The problem is that the praise or otherwise you received from your kindergarten teacher or your work mates did little more than give you a shot of adrenalin every now and then.

You are who you are and success for you could mean a lot more than a pat on the back in grade school or a byline at your retirement party. It probably means recalling moments when you settled a restless baby down for the night, when you pedaled your bicycle for the first time, when you took a walk through a quiet summer rain shower, when you shared a sandwich with a friend and when you decided that your life partner was the one for you.

Of course, you have had disappointments; life is filled with them. But your disappointments did not depreciate your life’s successes. It is rather that you focused on them rather than on your successes.
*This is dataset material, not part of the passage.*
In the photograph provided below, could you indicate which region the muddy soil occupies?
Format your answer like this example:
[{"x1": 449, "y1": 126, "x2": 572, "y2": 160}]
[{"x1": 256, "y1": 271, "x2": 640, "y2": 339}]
Just as beauty is in the eye of the beholder, success is in the well of your character. Failure is only there if it is allowed to distract from the rest of it.

Some of life’s tragedies are difficult to overcome. How can anyone get over the death of a child or a spouse, a loving parent, a faithful puppy or that special grandparent?

To be successful means that you have to look not at what you have lost, but at the times when those people or things you lost brought significant meaning into your life.

You can look at your pension plan and wonder if you have been successful, or you can look at your pension plan and know that it does not stop there.

Just because you are retiring does not mean that you quit living.

Retiring does not mean that you stop setting goals, that you stop trying to achieve.

Retirement means that you might start walking a different highway. You will know that your life has been successful if you carry on, despite whatever health and aging problems you meet along the way, and you will find rewards not in what you have done, but in what you propose to do.